Now, let's see the impact to runtime from the house-keeping code outside the calculating helper.

In [None]:
%%time
# Do the calculation for the 1000 groups of points.
polygroup = np.empty((1000, 3), dtype='float64')
for i in range(1000):
    # Use numpy to build the point group.
    slct = (xdata>=i)&(xdata<(i+1))
    sub_x = xdata[slct]
    sub_y = ydata[slct]
    polygroup[i,:] = fit_poly(sub_x, sub_y, 2)

In [None]:
%%time
# Using numpy to build the point groups takes a lot of time.
data_groups = []
for i in range(1000):
    slct = (xdata>=i)&(xdata<(i+1))
    data_groups.append((xdata[slct], ydata[slct]))

In [None]:
%%time
# Fitting helper runtime is much less than building the point groups.
polygroup = np.empty((1000, 3), dtype='float64')
for it, (sub_x, sub_y) in enumerate(data_groups):
    polygroup[it,:] = fit_poly(sub_x, sub_y, 2)

It's very productive to write house-keeping code in Python.  As we see, the price to pay is the runtime, and oftentimes memory as well.  But to spend 5x the runtime in house-keeping code is intolerable.  We need to write C++ to speed up.

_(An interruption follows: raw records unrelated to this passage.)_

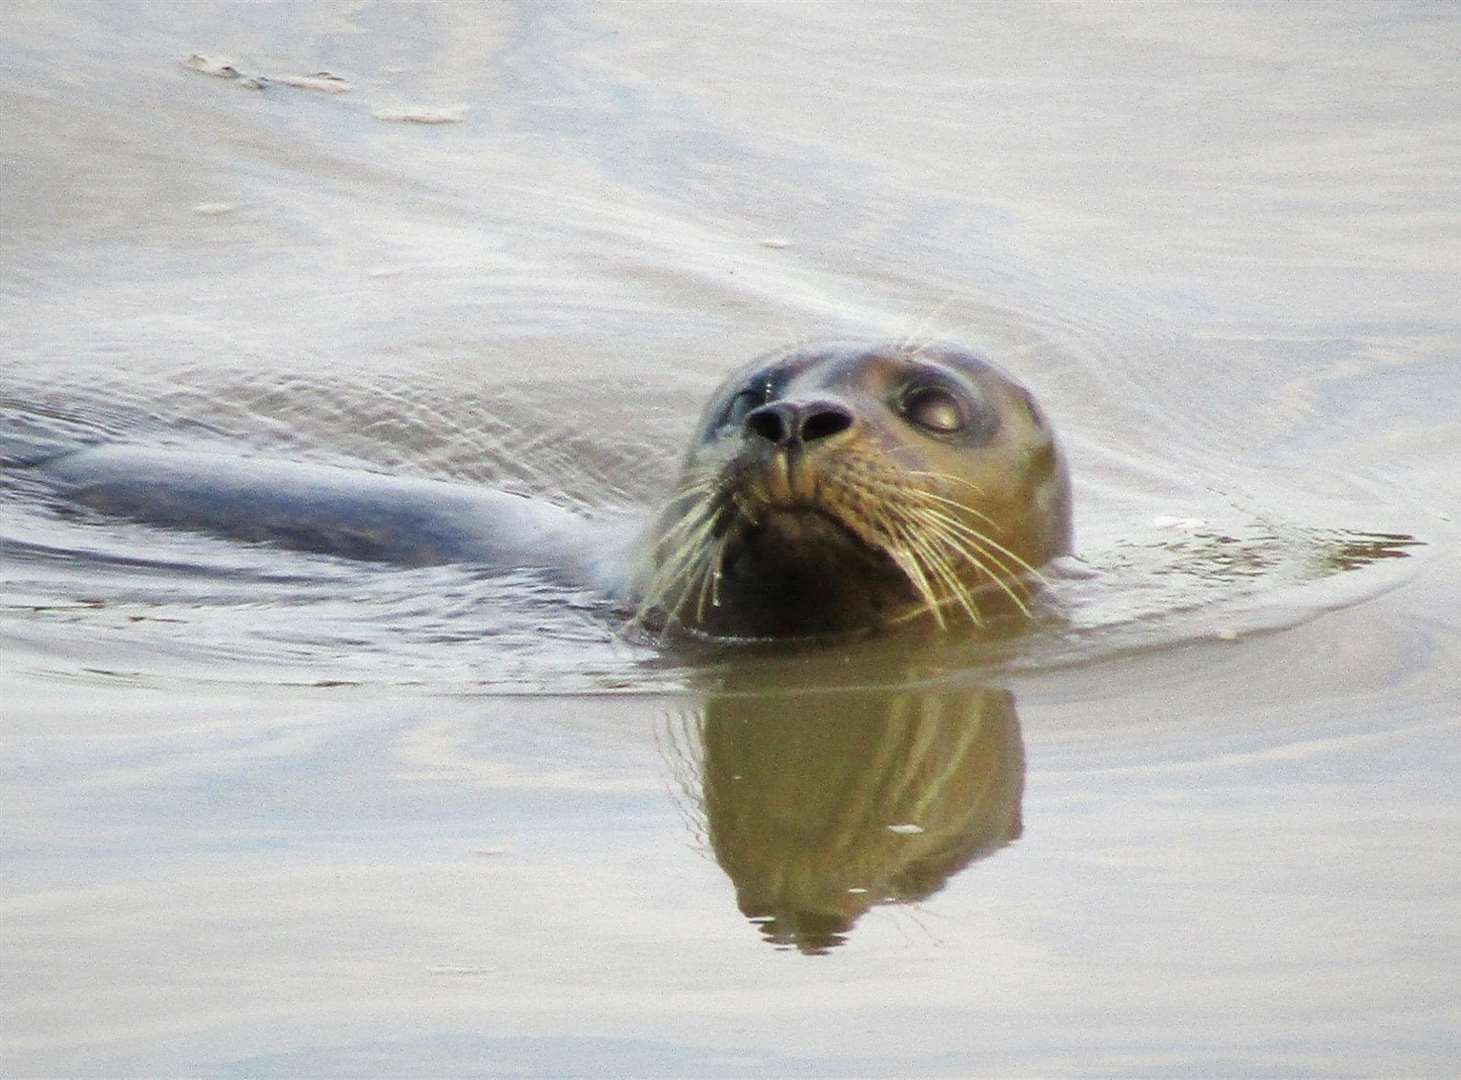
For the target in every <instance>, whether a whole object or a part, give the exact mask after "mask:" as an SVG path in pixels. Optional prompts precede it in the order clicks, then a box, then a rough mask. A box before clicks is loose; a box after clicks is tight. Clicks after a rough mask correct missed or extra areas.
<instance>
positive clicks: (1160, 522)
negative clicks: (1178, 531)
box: [1151, 514, 1207, 532]
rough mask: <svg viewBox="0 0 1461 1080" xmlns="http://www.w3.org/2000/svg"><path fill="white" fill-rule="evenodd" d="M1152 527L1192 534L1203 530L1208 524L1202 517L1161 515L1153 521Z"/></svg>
mask: <svg viewBox="0 0 1461 1080" xmlns="http://www.w3.org/2000/svg"><path fill="white" fill-rule="evenodd" d="M1151 525H1153V528H1156V529H1180V531H1182V532H1192V529H1201V528H1202V526H1204V525H1207V522H1204V520H1202V519H1201V517H1172V516H1169V514H1159V516H1157V517H1153V519H1151Z"/></svg>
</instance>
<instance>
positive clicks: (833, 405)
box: [745, 402, 852, 446]
mask: <svg viewBox="0 0 1461 1080" xmlns="http://www.w3.org/2000/svg"><path fill="white" fill-rule="evenodd" d="M850 427H852V409H849V408H846V406H844V405H837V403H836V402H806V403H796V402H771V403H770V405H761V406H760V408H755V409H751V412H748V414H747V415H745V430H747V431H749V433H751V434H752V436H757V437H758V438H764V440H766V441H768V443H774V444H776V446H792V444H795V443H814V441H817V440H818V438H827V437H828V436H836V434H837V433H839V431H846V430H847V428H850Z"/></svg>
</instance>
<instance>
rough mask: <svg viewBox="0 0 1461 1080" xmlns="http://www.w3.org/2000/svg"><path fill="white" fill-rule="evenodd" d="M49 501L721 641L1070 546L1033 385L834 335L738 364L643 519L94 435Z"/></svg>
mask: <svg viewBox="0 0 1461 1080" xmlns="http://www.w3.org/2000/svg"><path fill="white" fill-rule="evenodd" d="M37 469H38V471H39V472H42V474H44V475H45V476H47V478H48V479H50V482H51V485H53V487H54V488H56V490H57V494H60V495H61V497H63V498H66V500H69V501H72V503H80V504H83V506H89V507H92V509H95V510H101V512H104V513H108V514H115V516H123V517H130V519H134V520H142V522H148V523H153V525H162V526H169V528H183V529H194V531H202V532H210V533H216V535H224V536H231V538H235V539H243V541H250V542H260V541H262V542H272V544H278V545H282V547H289V548H300V549H307V551H317V552H326V554H333V555H342V557H348V558H368V560H380V561H389V563H399V564H406V566H425V564H432V563H476V564H482V566H487V567H492V568H501V570H508V568H527V567H538V568H543V570H546V571H549V573H554V574H558V576H560V577H562V579H565V580H568V582H573V583H576V585H587V586H592V587H595V589H599V590H602V592H605V593H608V595H611V596H612V598H615V599H617V601H618V602H621V604H624V605H625V606H631V608H634V609H636V620H638V621H640V623H644V624H647V625H665V627H681V628H687V630H690V631H693V633H698V634H706V636H713V637H792V636H812V634H827V633H844V631H856V630H872V628H878V627H884V625H888V624H891V623H899V621H904V620H912V618H918V617H920V615H926V617H928V618H931V620H932V621H934V623H937V624H939V625H944V624H947V623H950V621H951V620H972V621H974V623H979V621H980V620H982V618H983V615H985V612H988V611H991V609H992V608H993V606H996V605H999V606H1014V608H1018V609H1024V608H1026V606H1027V599H1029V596H1030V595H1031V592H1033V582H1034V571H1036V568H1037V567H1039V566H1040V564H1043V563H1046V561H1048V560H1050V558H1053V557H1056V555H1061V554H1065V552H1067V551H1069V542H1071V495H1069V481H1068V478H1067V468H1065V462H1064V457H1062V455H1061V450H1059V446H1058V444H1056V441H1055V437H1053V434H1052V433H1050V430H1049V425H1048V424H1046V421H1045V418H1043V415H1042V412H1040V409H1039V406H1037V405H1036V403H1034V400H1033V398H1031V396H1030V395H1029V392H1027V390H1024V387H1021V386H1020V384H1018V383H1017V381H1015V380H1014V379H1011V377H1010V376H1007V374H1004V373H1002V371H999V370H998V368H996V367H993V365H992V364H989V362H986V361H983V360H980V358H977V357H974V355H973V354H970V352H967V351H964V349H961V348H958V346H954V345H931V343H866V342H862V343H858V342H830V343H818V345H806V346H799V348H795V349H789V351H783V352H777V354H771V355H767V357H763V358H760V360H757V361H752V362H751V364H748V365H747V367H744V368H741V370H739V371H736V373H733V374H732V376H730V377H729V379H728V380H726V381H725V383H723V384H722V386H720V387H719V390H716V393H714V395H713V398H712V399H710V403H709V405H707V406H706V411H704V415H703V417H701V422H700V428H698V431H697V434H695V437H694V440H693V444H691V447H690V452H688V455H687V459H685V465H684V472H682V478H681V481H679V484H678V485H676V487H675V490H674V493H672V494H671V497H669V500H668V503H666V506H665V507H663V510H662V512H660V513H657V514H655V516H653V517H652V519H650V520H649V523H643V522H640V523H633V522H595V520H587V519H584V517H580V516H577V514H574V513H571V512H568V510H562V509H560V507H554V506H551V504H548V503H545V501H539V500H530V498H523V497H519V495H511V494H507V493H501V491H491V490H482V488H472V487H466V485H460V484H447V482H441V481H412V479H400V478H392V476H380V475H375V474H365V472H358V471H352V469H337V468H329V466H313V465H295V463H281V462H266V460H257V459H248V457H231V456H228V455H207V453H184V452H171V450H153V449H143V447H129V446H98V447H89V449H83V450H76V452H72V453H64V455H58V456H56V457H51V459H48V460H44V462H39V463H37Z"/></svg>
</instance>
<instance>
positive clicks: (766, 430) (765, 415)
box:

Now see the `fit_polys` C++ helper.  It detects the point group right before fitting.

In [None]:
%%time
rbatch = fit_polys(xdata, ydata, 2)

The runtime of the house-keeping code becomes negligible.  You may verify the calculation results too.

In [None]:
print(rbatch.shape)
# Verify batch.
assert (rbatch[i] == polygroup[i]).all()

Another interesting experiment is to throw all the points as one group to `fit_poly`.  The runtime is very close to `fit_polys`.

In [None]:
%%time
allpoly = fit_poly(xdata, ydata, 2)

The fitted curve is close to a straight line.

In [None]:
print(allpoly)
poly = np.poly1d(allpoly)
xp = np.linspace(xdata.min(), xdata.max(), 100)
plt.plot(xdata, ydata, '.', xp, poly(xp), '-')

References:
* xtensor; multi-dimensional arrays with broadcasting and lazy computing: https://xtensor.readthedocs.io
* xtensor-python; Python bindings for the xtensor C++ multi-dimensional array library: https://xtensor-python.readthedocs.io
* pybind11 — Seamless operability between C++11 and Python: https://pybind11.readthedocs.io/en/stable/
* IPython / Jupyter integration for pybind11: https://github.com/aldanor/ipybind

# Problems

1. xtensor allows writing array-based code in C++, just like what numpy does for Python.  Use xtensor to write array-based code in C++ by modifying the C++ version of the point-Jacobi solver.  The array-based C++ version should not have the inner loops.
2. By allowing changing the signature of the `fit_poly` function, how can we ensure the shapes of `xarr` and `yarr` to be the same, without the explicit check with `"xarr and yarr size mismatch"`?  Write code to show.